Judge Releases Manson Girl for Testifying
Friday, July 24th, 1970
LOS ANGELES, Jul. 24 – Mary Brunner, the first member of Charles Manson’s “family,” the mother of his child and an admitted murderess, walked out of Los Angeles Superior Court Thursday a free woman.
The Wisconsin University librarian, indicted for the murder of musician Gary Hinman, successfully won her freedom by claiming immunity granted her for her testimony in the case was still effective despite the fact she had changed her mind several times.
Following a two-day hearing, Judge Kathleen Parker agreed, ruling the district attorney’s filing of murder charges against her were “premature since, up to now, she has complied with the conditions of immunity.”
Miss Brunner, Judge Parker pointed out, testified before the County Grand Jury in the case against Robert Beausoleil, testified at his trial and again went before the grand jury, which indicted three more family members — including Manson himself.

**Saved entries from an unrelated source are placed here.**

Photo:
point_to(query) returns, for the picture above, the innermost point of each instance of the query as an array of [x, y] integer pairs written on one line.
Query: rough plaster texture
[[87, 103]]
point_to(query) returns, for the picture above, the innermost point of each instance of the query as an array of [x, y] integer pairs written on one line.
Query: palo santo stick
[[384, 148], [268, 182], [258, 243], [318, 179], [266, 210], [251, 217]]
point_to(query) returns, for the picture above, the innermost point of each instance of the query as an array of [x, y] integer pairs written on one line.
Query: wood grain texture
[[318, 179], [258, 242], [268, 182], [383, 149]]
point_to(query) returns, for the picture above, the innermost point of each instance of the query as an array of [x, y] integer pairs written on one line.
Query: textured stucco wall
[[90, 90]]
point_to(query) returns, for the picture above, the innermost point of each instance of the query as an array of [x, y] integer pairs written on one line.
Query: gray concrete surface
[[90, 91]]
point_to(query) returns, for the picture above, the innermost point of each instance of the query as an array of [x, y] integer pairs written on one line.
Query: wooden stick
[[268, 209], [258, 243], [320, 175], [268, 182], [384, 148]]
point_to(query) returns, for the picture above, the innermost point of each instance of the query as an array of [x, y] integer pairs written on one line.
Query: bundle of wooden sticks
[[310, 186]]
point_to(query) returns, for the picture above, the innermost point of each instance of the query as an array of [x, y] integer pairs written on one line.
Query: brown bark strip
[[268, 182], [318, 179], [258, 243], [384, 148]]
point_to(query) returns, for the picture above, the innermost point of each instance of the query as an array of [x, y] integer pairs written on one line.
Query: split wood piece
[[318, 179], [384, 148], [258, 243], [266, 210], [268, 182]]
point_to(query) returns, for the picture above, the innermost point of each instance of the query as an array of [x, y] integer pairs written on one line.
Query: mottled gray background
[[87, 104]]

At one point in the penalty hearing for Beausoleil — who was sentenced to die for the murder of Hinman — Miss Brunner recanted her testimony. She later changed her mind again and repeated her story of the torture killing of the musician at his Topanga Canyon home last July.

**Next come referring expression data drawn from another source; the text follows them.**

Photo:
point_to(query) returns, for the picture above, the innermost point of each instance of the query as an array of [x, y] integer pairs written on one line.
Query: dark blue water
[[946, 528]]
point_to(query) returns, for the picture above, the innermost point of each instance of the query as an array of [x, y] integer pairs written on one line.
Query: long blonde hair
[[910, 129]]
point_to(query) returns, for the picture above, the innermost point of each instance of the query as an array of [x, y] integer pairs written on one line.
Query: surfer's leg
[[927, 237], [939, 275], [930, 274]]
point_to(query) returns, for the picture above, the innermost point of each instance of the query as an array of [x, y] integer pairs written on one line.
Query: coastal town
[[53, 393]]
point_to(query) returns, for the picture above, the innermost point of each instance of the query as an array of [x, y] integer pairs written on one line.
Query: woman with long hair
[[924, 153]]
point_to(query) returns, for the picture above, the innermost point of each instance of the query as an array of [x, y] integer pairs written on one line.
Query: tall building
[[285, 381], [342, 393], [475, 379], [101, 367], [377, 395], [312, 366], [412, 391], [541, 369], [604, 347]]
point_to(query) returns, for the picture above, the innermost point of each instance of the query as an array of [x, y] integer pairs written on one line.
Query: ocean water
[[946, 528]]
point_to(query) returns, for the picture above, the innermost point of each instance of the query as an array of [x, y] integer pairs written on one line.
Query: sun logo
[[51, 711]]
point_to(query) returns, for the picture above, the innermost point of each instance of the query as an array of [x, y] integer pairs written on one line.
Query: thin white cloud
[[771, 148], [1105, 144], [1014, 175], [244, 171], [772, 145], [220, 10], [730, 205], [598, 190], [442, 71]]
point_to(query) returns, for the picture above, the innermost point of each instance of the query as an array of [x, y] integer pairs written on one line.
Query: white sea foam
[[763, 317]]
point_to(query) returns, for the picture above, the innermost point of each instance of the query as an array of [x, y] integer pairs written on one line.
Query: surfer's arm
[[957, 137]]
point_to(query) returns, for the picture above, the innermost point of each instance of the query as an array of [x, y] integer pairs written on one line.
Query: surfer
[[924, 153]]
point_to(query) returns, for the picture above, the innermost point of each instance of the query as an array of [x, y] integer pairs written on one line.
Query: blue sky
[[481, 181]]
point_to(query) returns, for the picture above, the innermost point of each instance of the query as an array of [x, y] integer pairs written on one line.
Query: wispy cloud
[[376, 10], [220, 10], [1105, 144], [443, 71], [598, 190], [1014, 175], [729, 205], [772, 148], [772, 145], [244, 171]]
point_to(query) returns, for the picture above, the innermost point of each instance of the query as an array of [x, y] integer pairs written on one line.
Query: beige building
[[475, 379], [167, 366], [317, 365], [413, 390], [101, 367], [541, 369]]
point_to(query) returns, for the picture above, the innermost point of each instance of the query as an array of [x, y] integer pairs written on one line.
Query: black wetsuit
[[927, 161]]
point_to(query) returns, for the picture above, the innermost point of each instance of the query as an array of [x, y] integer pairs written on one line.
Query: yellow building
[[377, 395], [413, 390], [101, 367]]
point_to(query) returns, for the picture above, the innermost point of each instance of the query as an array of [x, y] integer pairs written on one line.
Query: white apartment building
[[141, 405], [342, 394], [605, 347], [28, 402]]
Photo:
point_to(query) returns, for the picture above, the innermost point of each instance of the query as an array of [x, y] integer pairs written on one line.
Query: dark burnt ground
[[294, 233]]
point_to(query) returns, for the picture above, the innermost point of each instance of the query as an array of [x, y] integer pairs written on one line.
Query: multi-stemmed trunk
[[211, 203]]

“Up to this point Miss Brunner has, although with reluctance, complied with the conditions of the immunity,” the woman judge ruled.
“She still has to testify in the case against Charles Manson, Susan Atkins and Bruce Davis, but that case has not been called and she has not yet been asked to testify, if she doesn’t testify when that case is called, then you have a different situation.”

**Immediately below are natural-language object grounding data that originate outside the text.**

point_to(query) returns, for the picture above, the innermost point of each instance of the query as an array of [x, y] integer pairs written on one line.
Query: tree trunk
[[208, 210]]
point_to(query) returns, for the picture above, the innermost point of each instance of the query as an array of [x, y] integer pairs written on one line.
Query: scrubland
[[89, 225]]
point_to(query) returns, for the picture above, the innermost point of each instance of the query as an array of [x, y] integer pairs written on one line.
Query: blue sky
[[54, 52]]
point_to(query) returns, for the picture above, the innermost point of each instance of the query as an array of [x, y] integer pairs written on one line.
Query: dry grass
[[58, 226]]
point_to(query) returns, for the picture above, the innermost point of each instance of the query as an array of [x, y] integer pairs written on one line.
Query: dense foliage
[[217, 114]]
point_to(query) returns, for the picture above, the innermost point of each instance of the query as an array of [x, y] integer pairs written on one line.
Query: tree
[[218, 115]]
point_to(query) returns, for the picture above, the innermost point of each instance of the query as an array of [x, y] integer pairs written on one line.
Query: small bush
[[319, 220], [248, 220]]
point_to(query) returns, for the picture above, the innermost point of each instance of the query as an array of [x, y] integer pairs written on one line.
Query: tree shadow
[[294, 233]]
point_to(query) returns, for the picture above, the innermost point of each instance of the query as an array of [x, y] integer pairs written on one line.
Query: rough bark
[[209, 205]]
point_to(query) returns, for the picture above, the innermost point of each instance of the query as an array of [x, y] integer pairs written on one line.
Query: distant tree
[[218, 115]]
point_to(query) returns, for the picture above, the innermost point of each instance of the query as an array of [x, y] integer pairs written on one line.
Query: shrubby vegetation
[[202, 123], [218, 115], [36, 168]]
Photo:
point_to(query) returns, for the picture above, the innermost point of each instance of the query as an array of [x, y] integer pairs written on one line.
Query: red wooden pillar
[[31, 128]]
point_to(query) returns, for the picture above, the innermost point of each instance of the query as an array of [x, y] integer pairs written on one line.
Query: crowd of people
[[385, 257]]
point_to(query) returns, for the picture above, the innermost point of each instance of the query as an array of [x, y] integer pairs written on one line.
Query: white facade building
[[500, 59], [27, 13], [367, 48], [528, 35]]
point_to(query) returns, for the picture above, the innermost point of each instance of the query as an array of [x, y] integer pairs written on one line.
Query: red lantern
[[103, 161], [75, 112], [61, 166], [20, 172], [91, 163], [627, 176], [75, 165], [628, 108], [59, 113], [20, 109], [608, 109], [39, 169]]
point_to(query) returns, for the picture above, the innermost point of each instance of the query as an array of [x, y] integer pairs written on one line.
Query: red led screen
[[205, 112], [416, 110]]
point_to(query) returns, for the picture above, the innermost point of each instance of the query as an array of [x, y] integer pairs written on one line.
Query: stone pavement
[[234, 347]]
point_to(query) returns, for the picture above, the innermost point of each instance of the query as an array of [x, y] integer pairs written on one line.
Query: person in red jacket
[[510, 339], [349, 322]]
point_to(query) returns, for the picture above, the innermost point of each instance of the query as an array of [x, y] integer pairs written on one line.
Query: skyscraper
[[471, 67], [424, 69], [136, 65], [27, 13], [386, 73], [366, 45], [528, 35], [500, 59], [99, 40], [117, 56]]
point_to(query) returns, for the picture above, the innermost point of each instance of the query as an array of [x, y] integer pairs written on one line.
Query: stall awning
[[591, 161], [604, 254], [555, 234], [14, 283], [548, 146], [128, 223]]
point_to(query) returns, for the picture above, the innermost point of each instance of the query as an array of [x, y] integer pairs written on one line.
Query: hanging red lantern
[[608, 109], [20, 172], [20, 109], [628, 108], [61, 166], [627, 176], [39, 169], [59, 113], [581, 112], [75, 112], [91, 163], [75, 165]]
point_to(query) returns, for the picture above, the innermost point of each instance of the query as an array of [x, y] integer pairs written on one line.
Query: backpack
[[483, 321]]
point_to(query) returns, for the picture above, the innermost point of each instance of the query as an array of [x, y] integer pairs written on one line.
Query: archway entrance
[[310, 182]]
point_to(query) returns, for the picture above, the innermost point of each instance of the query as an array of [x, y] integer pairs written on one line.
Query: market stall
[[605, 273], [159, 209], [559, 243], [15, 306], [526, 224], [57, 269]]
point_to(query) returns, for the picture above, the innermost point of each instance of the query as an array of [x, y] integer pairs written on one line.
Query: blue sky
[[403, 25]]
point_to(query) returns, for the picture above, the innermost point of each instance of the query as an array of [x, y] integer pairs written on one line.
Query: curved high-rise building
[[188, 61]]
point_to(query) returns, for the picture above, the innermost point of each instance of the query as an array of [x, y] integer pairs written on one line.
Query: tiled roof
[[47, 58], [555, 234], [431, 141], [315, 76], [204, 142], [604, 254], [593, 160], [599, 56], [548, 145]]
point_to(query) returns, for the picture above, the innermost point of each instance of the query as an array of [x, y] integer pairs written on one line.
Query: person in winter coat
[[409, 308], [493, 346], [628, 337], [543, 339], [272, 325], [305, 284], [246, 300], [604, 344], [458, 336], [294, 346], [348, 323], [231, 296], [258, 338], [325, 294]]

Criminal attorney James E. Patterson, representing Miss Brunner, had argued the DA’s office had “gone to the table, cast their dice, but changed the rules of the game.”
“It’s far better that this woman go unpunished than the prosecution be allowed to play fast and loose with the law,” he said.
Deputy Dist. Atty. Burton Katz, who had successfully prosecuted Beausoleil for Hinman’s murder, argued unsuccessfully that the girl had “done everything she could to undermine the conviction of Beausoleil and attempted to thwart justice” by recanting her testimony and then again changing her mind.
On the stand in the Beausoleil case, Miss Brunner, 26, of Eau claire, Wis., said she had aided in the killing of Hinman by holding a pillow over the dying musician’s head in order to stifle his last gasps.
Although she told newsmen she had no plans for the future, she said she would return to Wisconsin to visit her son, Michael Manson, now in the custody of her parents.
“I’m happy…excited….but I have no plans except to go to Sybil Brand (Women’s Institute) and be officially released,” Miss Brunner said.
“Family” members, however, had plans:
“We’ll take her back to the Spahn Ranch for the night, but don’t tell anyone. We don’t want to be bothered.”